When analyzing the study design of OPTIMAL and IVUS-CHIP, it is notable that the use of preinterventional intravascular imaging, unlike in DKCRUSH VIII, where it was mandated as an obligatory procedural component, was merely recommended in the study protocol but not required. As a result, what AGIK considers essential planning imaging for the structured assessment of lesion morphology, lesion length, and the proximal and distal reference vessel diameter in the planned landing zone was not performed in more than one third of included patients in both neutral trials.
In addition, IVI appears to exert its benefit primarily when it actually guides the procedural strategy. This is evident in DKCRUSH VIII, where IVUS was not merely used as an adjunct but influenced technical decisions during a complex two-stent bifurcation procedure. By contrast, in OPTIMAL and IVUS-CHIP, the procedural approach with regard to lesion preparation, selection of stent and balloon sizes, and post-dilatation rate did not differ between the two groups. A neutral clinical effect is therefore not surprising when IVI provides information but does not substantially alter the interventional strategy.
In the IVUS-CHIP trial, the rate of stent thrombosis was lower with IVUS, which may be related to a lower rate of stent underexpansion, an important predictor of late stent thrombosis. This suggests that IVUS can indeed generate procedurally relevant advantages, but that these do not necessarily translate into an additional benefit in the primary composite endpoint in very experienced settings.

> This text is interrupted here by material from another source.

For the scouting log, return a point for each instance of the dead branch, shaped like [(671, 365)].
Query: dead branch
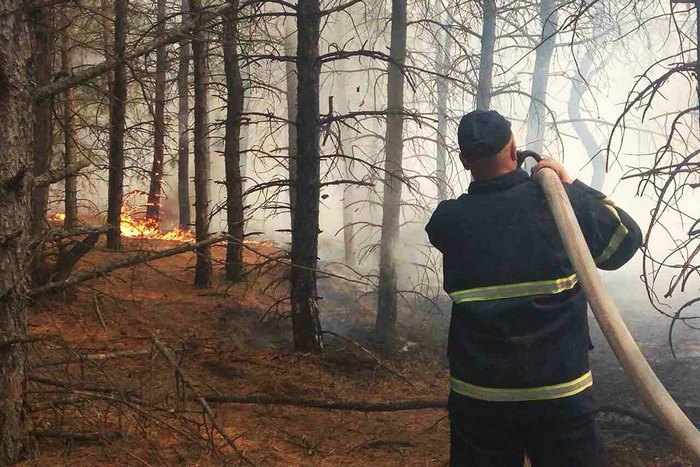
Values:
[(70, 436), (172, 36), (24, 340), (60, 234), (140, 258), (93, 357), (370, 354), (390, 406), (126, 393), (58, 174), (67, 259), (168, 354), (354, 406)]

In summary, the new studies do not support fundamentally questioning the added value of IVI in complex PCI. Rather, they encourage a more targeted understanding of the benefit of IVI, particularly in cases with complex lesion morphology in which imaging leads to concrete changes in strategy, stent sizing, or result optimization, and in which relevant information would be lost without its use.
For clinical practice, this means that the ESC Class I, Level of Evidence A recommendation should not fundamentally be relativized, but it should be read in a more differentiated manner. The decisive question is not so much whether IVI is useful, but rather in which lesions, for which operators, and with what consequences for procedural implementation the additional benefit is greatest. Even the best intravascular imaging cannot improve the clinical outcomes of patients if the findings obtained do not lead to relevant diagnostic or therapeutic consequences for the strategy and performance of PCI.